Comparison of disorder predictors in terms of (A) ROC curve and (B) precision-recall curve on CASP8 dataset. The area under ROC curves are given in the plot (A).

https://doi.org/10.1371/journal.pone.0161452.g009

The comparative performances of the predictors on 111 protein chains of the CASP9 dataset are reported in Table 6. This is a highly imbalanced dataset with approximately 10% of the residues as disordered.
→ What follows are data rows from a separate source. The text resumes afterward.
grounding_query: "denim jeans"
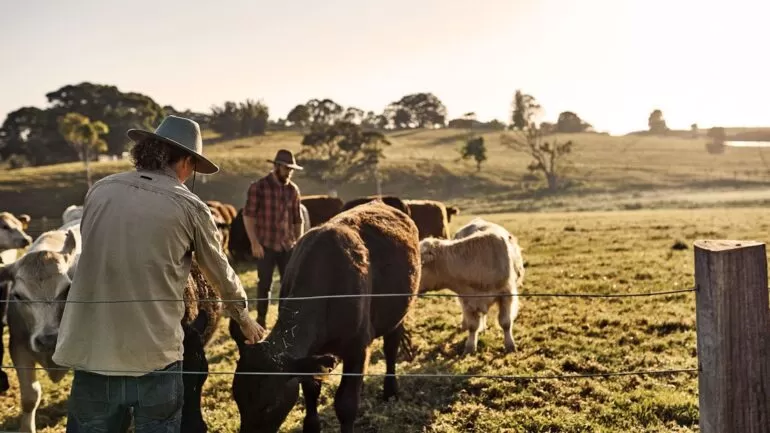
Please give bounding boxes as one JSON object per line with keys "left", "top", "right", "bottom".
{"left": 66, "top": 361, "right": 183, "bottom": 433}
{"left": 255, "top": 247, "right": 292, "bottom": 327}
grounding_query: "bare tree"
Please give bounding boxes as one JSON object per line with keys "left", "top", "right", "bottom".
{"left": 501, "top": 127, "right": 573, "bottom": 191}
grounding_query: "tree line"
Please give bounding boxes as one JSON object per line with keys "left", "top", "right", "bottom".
{"left": 0, "top": 82, "right": 603, "bottom": 169}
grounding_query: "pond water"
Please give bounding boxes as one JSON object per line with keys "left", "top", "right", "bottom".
{"left": 725, "top": 141, "right": 770, "bottom": 147}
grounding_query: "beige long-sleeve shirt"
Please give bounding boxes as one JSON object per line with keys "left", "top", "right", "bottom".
{"left": 52, "top": 167, "right": 249, "bottom": 376}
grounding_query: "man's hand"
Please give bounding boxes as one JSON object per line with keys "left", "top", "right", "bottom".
{"left": 251, "top": 240, "right": 264, "bottom": 259}
{"left": 238, "top": 313, "right": 267, "bottom": 345}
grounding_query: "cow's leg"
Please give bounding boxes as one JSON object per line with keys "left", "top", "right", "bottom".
{"left": 498, "top": 295, "right": 516, "bottom": 353}
{"left": 181, "top": 324, "right": 208, "bottom": 433}
{"left": 382, "top": 323, "right": 403, "bottom": 401}
{"left": 334, "top": 350, "right": 366, "bottom": 433}
{"left": 301, "top": 378, "right": 323, "bottom": 433}
{"left": 11, "top": 347, "right": 41, "bottom": 433}
{"left": 478, "top": 314, "right": 487, "bottom": 334}
{"left": 460, "top": 301, "right": 482, "bottom": 355}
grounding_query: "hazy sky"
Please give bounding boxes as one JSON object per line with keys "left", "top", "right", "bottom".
{"left": 1, "top": 0, "right": 767, "bottom": 134}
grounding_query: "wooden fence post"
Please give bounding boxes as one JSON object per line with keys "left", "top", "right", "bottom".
{"left": 695, "top": 240, "right": 770, "bottom": 433}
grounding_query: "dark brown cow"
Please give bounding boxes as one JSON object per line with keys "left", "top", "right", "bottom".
{"left": 301, "top": 195, "right": 344, "bottom": 227}
{"left": 341, "top": 194, "right": 411, "bottom": 217}
{"left": 229, "top": 200, "right": 420, "bottom": 433}
{"left": 404, "top": 199, "right": 459, "bottom": 239}
{"left": 227, "top": 208, "right": 252, "bottom": 263}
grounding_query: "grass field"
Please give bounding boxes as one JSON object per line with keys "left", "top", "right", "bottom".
{"left": 4, "top": 206, "right": 769, "bottom": 432}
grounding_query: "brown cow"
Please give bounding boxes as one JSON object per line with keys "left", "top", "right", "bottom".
{"left": 301, "top": 194, "right": 344, "bottom": 227}
{"left": 404, "top": 199, "right": 459, "bottom": 239}
{"left": 227, "top": 204, "right": 311, "bottom": 263}
{"left": 446, "top": 205, "right": 460, "bottom": 223}
{"left": 341, "top": 194, "right": 411, "bottom": 217}
{"left": 206, "top": 201, "right": 232, "bottom": 254}
{"left": 229, "top": 200, "right": 420, "bottom": 433}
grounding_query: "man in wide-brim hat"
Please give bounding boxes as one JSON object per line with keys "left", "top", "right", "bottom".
{"left": 242, "top": 148, "right": 304, "bottom": 327}
{"left": 54, "top": 115, "right": 266, "bottom": 432}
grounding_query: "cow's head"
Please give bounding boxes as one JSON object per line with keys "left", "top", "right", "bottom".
{"left": 446, "top": 206, "right": 460, "bottom": 223}
{"left": 418, "top": 237, "right": 445, "bottom": 293}
{"left": 229, "top": 319, "right": 337, "bottom": 433}
{"left": 0, "top": 229, "right": 78, "bottom": 353}
{"left": 0, "top": 212, "right": 32, "bottom": 250}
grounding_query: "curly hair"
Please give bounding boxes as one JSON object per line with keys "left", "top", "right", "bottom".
{"left": 130, "top": 138, "right": 191, "bottom": 171}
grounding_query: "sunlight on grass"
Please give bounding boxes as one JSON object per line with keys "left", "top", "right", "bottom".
{"left": 5, "top": 206, "right": 764, "bottom": 431}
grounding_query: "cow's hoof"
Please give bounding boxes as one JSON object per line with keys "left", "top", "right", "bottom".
{"left": 382, "top": 378, "right": 399, "bottom": 402}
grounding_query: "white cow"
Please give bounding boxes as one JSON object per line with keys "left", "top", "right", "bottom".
{"left": 0, "top": 216, "right": 81, "bottom": 433}
{"left": 419, "top": 218, "right": 524, "bottom": 354}
{"left": 0, "top": 212, "right": 33, "bottom": 261}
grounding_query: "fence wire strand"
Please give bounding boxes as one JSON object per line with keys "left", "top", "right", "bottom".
{"left": 2, "top": 288, "right": 696, "bottom": 304}
{"left": 0, "top": 364, "right": 699, "bottom": 379}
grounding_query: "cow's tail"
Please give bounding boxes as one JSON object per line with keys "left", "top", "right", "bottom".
{"left": 399, "top": 325, "right": 417, "bottom": 362}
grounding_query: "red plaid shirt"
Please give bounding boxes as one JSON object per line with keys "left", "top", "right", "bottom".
{"left": 243, "top": 172, "right": 302, "bottom": 251}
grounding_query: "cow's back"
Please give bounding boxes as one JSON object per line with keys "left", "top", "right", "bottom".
{"left": 277, "top": 201, "right": 419, "bottom": 351}
{"left": 332, "top": 201, "right": 420, "bottom": 337}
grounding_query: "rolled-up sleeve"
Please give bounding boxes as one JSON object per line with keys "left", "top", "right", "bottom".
{"left": 243, "top": 182, "right": 260, "bottom": 218}
{"left": 192, "top": 205, "right": 248, "bottom": 316}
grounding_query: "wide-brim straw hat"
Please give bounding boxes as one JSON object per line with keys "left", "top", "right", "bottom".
{"left": 267, "top": 149, "right": 303, "bottom": 170}
{"left": 126, "top": 115, "right": 219, "bottom": 174}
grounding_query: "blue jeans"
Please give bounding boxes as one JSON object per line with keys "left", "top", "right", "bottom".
{"left": 66, "top": 361, "right": 183, "bottom": 433}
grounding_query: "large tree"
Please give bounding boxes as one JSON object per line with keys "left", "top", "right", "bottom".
{"left": 555, "top": 111, "right": 592, "bottom": 133}
{"left": 648, "top": 109, "right": 668, "bottom": 134}
{"left": 0, "top": 107, "right": 74, "bottom": 166}
{"left": 297, "top": 121, "right": 391, "bottom": 191}
{"left": 58, "top": 113, "right": 109, "bottom": 188}
{"left": 286, "top": 104, "right": 311, "bottom": 129}
{"left": 511, "top": 90, "right": 541, "bottom": 130}
{"left": 210, "top": 99, "right": 269, "bottom": 138}
{"left": 45, "top": 82, "right": 164, "bottom": 155}
{"left": 305, "top": 98, "right": 344, "bottom": 125}
{"left": 385, "top": 92, "right": 447, "bottom": 129}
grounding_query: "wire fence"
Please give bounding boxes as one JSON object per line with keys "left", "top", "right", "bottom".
{"left": 3, "top": 287, "right": 696, "bottom": 304}
{"left": 0, "top": 365, "right": 699, "bottom": 379}
{"left": 0, "top": 286, "right": 699, "bottom": 380}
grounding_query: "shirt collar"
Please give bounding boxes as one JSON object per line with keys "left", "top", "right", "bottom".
{"left": 137, "top": 166, "right": 186, "bottom": 187}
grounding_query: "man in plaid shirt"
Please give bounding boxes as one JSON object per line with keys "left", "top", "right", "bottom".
{"left": 243, "top": 149, "right": 304, "bottom": 327}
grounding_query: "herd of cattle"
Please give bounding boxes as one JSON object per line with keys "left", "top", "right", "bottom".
{"left": 0, "top": 194, "right": 525, "bottom": 433}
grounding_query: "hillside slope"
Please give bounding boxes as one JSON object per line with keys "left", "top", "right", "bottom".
{"left": 2, "top": 129, "right": 770, "bottom": 217}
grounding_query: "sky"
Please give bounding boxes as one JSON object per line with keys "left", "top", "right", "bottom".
{"left": 1, "top": 0, "right": 768, "bottom": 135}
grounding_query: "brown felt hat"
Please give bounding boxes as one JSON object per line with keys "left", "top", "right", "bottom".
{"left": 267, "top": 149, "right": 303, "bottom": 170}
{"left": 126, "top": 115, "right": 219, "bottom": 174}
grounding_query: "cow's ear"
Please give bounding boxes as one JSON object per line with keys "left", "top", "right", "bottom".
{"left": 61, "top": 229, "right": 78, "bottom": 261}
{"left": 18, "top": 214, "right": 31, "bottom": 229}
{"left": 291, "top": 355, "right": 338, "bottom": 376}
{"left": 419, "top": 241, "right": 437, "bottom": 264}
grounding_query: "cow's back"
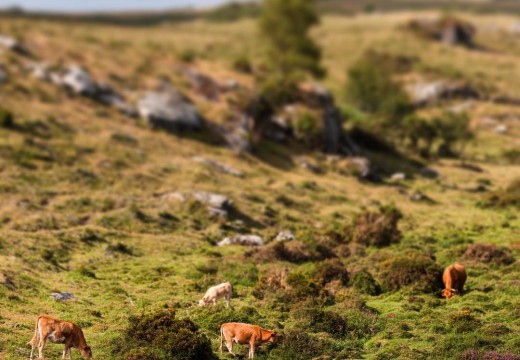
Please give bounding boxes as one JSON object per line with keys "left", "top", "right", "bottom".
{"left": 222, "top": 323, "right": 261, "bottom": 344}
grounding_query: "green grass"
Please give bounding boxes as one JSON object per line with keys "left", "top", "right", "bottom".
{"left": 0, "top": 10, "right": 519, "bottom": 360}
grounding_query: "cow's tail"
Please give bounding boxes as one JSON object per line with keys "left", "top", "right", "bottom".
{"left": 219, "top": 324, "right": 224, "bottom": 353}
{"left": 27, "top": 316, "right": 41, "bottom": 347}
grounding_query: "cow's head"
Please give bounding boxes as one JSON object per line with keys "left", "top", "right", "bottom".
{"left": 80, "top": 345, "right": 92, "bottom": 359}
{"left": 441, "top": 288, "right": 458, "bottom": 299}
{"left": 198, "top": 297, "right": 209, "bottom": 306}
{"left": 268, "top": 330, "right": 278, "bottom": 344}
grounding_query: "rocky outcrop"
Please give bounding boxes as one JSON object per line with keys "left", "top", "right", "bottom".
{"left": 408, "top": 17, "right": 476, "bottom": 47}
{"left": 138, "top": 84, "right": 202, "bottom": 132}
{"left": 0, "top": 34, "right": 31, "bottom": 56}
{"left": 192, "top": 156, "right": 244, "bottom": 177}
{"left": 217, "top": 234, "right": 265, "bottom": 247}
{"left": 405, "top": 79, "right": 479, "bottom": 107}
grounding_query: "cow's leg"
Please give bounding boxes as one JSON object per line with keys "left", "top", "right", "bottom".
{"left": 225, "top": 294, "right": 230, "bottom": 308}
{"left": 68, "top": 347, "right": 73, "bottom": 360}
{"left": 225, "top": 336, "right": 236, "bottom": 356}
{"left": 248, "top": 341, "right": 255, "bottom": 358}
{"left": 37, "top": 337, "right": 46, "bottom": 359}
{"left": 213, "top": 298, "right": 217, "bottom": 306}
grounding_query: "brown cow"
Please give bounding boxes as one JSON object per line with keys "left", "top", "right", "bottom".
{"left": 442, "top": 263, "right": 467, "bottom": 299}
{"left": 28, "top": 315, "right": 92, "bottom": 359}
{"left": 220, "top": 322, "right": 277, "bottom": 359}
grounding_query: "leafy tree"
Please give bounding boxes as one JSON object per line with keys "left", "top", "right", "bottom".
{"left": 259, "top": 0, "right": 325, "bottom": 105}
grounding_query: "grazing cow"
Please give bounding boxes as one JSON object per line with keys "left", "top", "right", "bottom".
{"left": 220, "top": 322, "right": 277, "bottom": 359}
{"left": 442, "top": 263, "right": 467, "bottom": 299}
{"left": 199, "top": 281, "right": 232, "bottom": 308}
{"left": 28, "top": 315, "right": 92, "bottom": 360}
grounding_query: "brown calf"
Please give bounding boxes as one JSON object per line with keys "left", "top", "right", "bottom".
{"left": 442, "top": 263, "right": 467, "bottom": 299}
{"left": 220, "top": 322, "right": 277, "bottom": 359}
{"left": 28, "top": 315, "right": 92, "bottom": 359}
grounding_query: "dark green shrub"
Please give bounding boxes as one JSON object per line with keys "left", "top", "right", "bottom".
{"left": 347, "top": 52, "right": 413, "bottom": 121}
{"left": 112, "top": 309, "right": 217, "bottom": 360}
{"left": 448, "top": 309, "right": 481, "bottom": 334}
{"left": 0, "top": 106, "right": 14, "bottom": 128}
{"left": 293, "top": 112, "right": 321, "bottom": 146}
{"left": 350, "top": 205, "right": 403, "bottom": 247}
{"left": 351, "top": 269, "right": 381, "bottom": 295}
{"left": 232, "top": 55, "right": 253, "bottom": 73}
{"left": 179, "top": 49, "right": 196, "bottom": 63}
{"left": 268, "top": 329, "right": 329, "bottom": 359}
{"left": 480, "top": 178, "right": 520, "bottom": 209}
{"left": 293, "top": 307, "right": 347, "bottom": 339}
{"left": 434, "top": 111, "right": 474, "bottom": 157}
{"left": 314, "top": 259, "right": 349, "bottom": 286}
{"left": 379, "top": 252, "right": 443, "bottom": 293}
{"left": 462, "top": 243, "right": 515, "bottom": 266}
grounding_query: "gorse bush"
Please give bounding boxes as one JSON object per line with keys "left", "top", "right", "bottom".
{"left": 314, "top": 259, "right": 349, "bottom": 286}
{"left": 347, "top": 52, "right": 413, "bottom": 122}
{"left": 351, "top": 269, "right": 381, "bottom": 295}
{"left": 379, "top": 252, "right": 443, "bottom": 293}
{"left": 259, "top": 0, "right": 325, "bottom": 106}
{"left": 462, "top": 243, "right": 515, "bottom": 266}
{"left": 112, "top": 309, "right": 217, "bottom": 360}
{"left": 350, "top": 205, "right": 403, "bottom": 247}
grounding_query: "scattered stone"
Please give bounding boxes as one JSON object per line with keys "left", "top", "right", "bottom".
{"left": 50, "top": 292, "right": 76, "bottom": 301}
{"left": 27, "top": 62, "right": 49, "bottom": 80}
{"left": 208, "top": 112, "right": 253, "bottom": 154}
{"left": 409, "top": 191, "right": 435, "bottom": 203}
{"left": 0, "top": 272, "right": 15, "bottom": 290}
{"left": 406, "top": 79, "right": 478, "bottom": 107}
{"left": 192, "top": 191, "right": 232, "bottom": 217}
{"left": 62, "top": 65, "right": 97, "bottom": 96}
{"left": 420, "top": 167, "right": 439, "bottom": 179}
{"left": 332, "top": 156, "right": 377, "bottom": 181}
{"left": 0, "top": 34, "right": 31, "bottom": 56}
{"left": 217, "top": 234, "right": 264, "bottom": 247}
{"left": 274, "top": 231, "right": 295, "bottom": 242}
{"left": 494, "top": 124, "right": 508, "bottom": 134}
{"left": 138, "top": 84, "right": 202, "bottom": 132}
{"left": 0, "top": 64, "right": 7, "bottom": 84}
{"left": 390, "top": 173, "right": 406, "bottom": 181}
{"left": 159, "top": 191, "right": 187, "bottom": 203}
{"left": 298, "top": 157, "right": 323, "bottom": 174}
{"left": 408, "top": 16, "right": 475, "bottom": 47}
{"left": 193, "top": 156, "right": 244, "bottom": 177}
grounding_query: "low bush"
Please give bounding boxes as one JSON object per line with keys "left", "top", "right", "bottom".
{"left": 293, "top": 111, "right": 321, "bottom": 146}
{"left": 112, "top": 309, "right": 217, "bottom": 360}
{"left": 480, "top": 178, "right": 520, "bottom": 209}
{"left": 448, "top": 309, "right": 481, "bottom": 334}
{"left": 350, "top": 205, "right": 403, "bottom": 247}
{"left": 351, "top": 269, "right": 381, "bottom": 295}
{"left": 0, "top": 106, "right": 14, "bottom": 128}
{"left": 268, "top": 329, "right": 330, "bottom": 360}
{"left": 314, "top": 259, "right": 349, "bottom": 287}
{"left": 459, "top": 350, "right": 520, "bottom": 360}
{"left": 292, "top": 307, "right": 347, "bottom": 339}
{"left": 232, "top": 55, "right": 253, "bottom": 73}
{"left": 462, "top": 243, "right": 515, "bottom": 266}
{"left": 379, "top": 252, "right": 443, "bottom": 293}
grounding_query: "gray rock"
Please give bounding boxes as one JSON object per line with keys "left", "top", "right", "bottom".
{"left": 193, "top": 156, "right": 244, "bottom": 177}
{"left": 390, "top": 173, "right": 406, "bottom": 181}
{"left": 50, "top": 292, "right": 76, "bottom": 301}
{"left": 138, "top": 86, "right": 202, "bottom": 131}
{"left": 208, "top": 113, "right": 252, "bottom": 154}
{"left": 217, "top": 234, "right": 264, "bottom": 247}
{"left": 406, "top": 79, "right": 478, "bottom": 107}
{"left": 298, "top": 157, "right": 322, "bottom": 174}
{"left": 192, "top": 191, "right": 232, "bottom": 217}
{"left": 159, "top": 191, "right": 187, "bottom": 203}
{"left": 494, "top": 124, "right": 508, "bottom": 134}
{"left": 0, "top": 34, "right": 30, "bottom": 56}
{"left": 421, "top": 167, "right": 440, "bottom": 179}
{"left": 27, "top": 62, "right": 49, "bottom": 80}
{"left": 62, "top": 65, "right": 97, "bottom": 96}
{"left": 275, "top": 231, "right": 295, "bottom": 242}
{"left": 179, "top": 67, "right": 225, "bottom": 101}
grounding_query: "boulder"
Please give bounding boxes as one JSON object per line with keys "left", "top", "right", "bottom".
{"left": 405, "top": 79, "right": 478, "bottom": 107}
{"left": 421, "top": 167, "right": 440, "bottom": 179}
{"left": 192, "top": 156, "right": 244, "bottom": 177}
{"left": 28, "top": 62, "right": 49, "bottom": 80}
{"left": 0, "top": 34, "right": 31, "bottom": 56}
{"left": 192, "top": 191, "right": 232, "bottom": 217}
{"left": 217, "top": 234, "right": 264, "bottom": 247}
{"left": 138, "top": 85, "right": 202, "bottom": 132}
{"left": 50, "top": 292, "right": 76, "bottom": 301}
{"left": 274, "top": 231, "right": 295, "bottom": 242}
{"left": 331, "top": 156, "right": 377, "bottom": 181}
{"left": 208, "top": 113, "right": 252, "bottom": 154}
{"left": 390, "top": 173, "right": 406, "bottom": 181}
{"left": 408, "top": 17, "right": 475, "bottom": 47}
{"left": 62, "top": 65, "right": 97, "bottom": 96}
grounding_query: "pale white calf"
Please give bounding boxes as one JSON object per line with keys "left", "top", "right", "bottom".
{"left": 199, "top": 282, "right": 232, "bottom": 308}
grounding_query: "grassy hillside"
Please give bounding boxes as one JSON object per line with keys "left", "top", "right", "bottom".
{"left": 0, "top": 11, "right": 519, "bottom": 360}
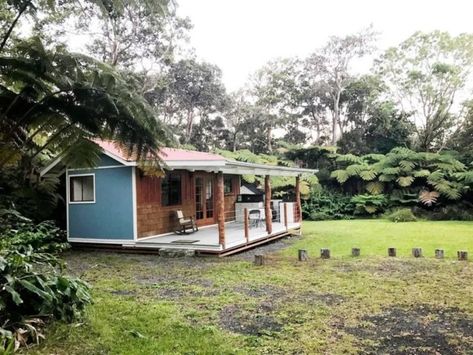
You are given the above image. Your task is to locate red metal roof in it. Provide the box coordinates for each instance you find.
[94,139,224,162]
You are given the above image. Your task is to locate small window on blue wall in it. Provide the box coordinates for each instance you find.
[161,173,182,206]
[70,175,95,203]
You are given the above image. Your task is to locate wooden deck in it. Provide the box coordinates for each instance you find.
[128,221,301,254]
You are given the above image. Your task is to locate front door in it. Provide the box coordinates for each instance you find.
[194,174,215,226]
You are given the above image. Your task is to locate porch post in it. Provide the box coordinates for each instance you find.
[216,171,225,247]
[264,175,272,234]
[295,175,302,222]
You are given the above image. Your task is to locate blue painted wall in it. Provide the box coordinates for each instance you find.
[68,164,134,240]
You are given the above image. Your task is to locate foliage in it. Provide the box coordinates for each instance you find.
[303,189,354,220]
[0,209,67,252]
[375,31,473,151]
[350,194,387,215]
[329,147,468,205]
[0,210,91,351]
[413,204,473,221]
[216,148,319,198]
[146,58,227,144]
[385,208,417,222]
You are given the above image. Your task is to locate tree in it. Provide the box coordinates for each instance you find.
[152,59,227,144]
[223,91,254,152]
[294,59,330,145]
[0,0,175,215]
[376,31,473,151]
[0,37,171,170]
[336,76,413,154]
[26,0,191,72]
[308,27,377,145]
[250,58,299,152]
[189,115,230,152]
[448,100,473,163]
MCC is regarded as the best measure in evaluating prediction performance on such an imbalanced dataset as it does not favor the over-prediction of the dominating class [29]. DisPredict2 achieved the best MCC and precision (PPV) score on the CASP9 dataset, while ranked 3rd according to ACC and AUC. Conversely, SPINE-D gave the best ACC and AUC. However, it provided 26.5% lower precision than that of DisPredict2. DisPredict2 obtained the 1st position in the final ranking with cumulative score differences of 2 and 4 from Espritz and SPINE-D respectively in 2nd and 3rd position. Moreover, DisPredict2 with PSEE performed 20%, 5.76% and 1.69% better than DisPredict in terms of PPV, MCC and AUC, respectively; with a slightly lower (2.66%) accuracy. In Fig 10(A) the ROC curves given by DisPredict2, DisPredict, SPINE-D and Espritz show that they were competitive at different points as a result of different thresholds, whereas SPINE-D resulted in the most consistent precision-recall curve. We observed a sharp drop of precision (PPV) in Fig 10(B) at a very low recall value for SPINE-D, DisPredict and DisPredict2. A precision-recall curve essentially plots the PPV and recall scores of a predictor at different threshold values. Therefore, these drops can be the result of having decreasing PPV values (truly positive results out of total positive test outcomes) at some threshold values. However, the PPV values show an increasing trend afterwards.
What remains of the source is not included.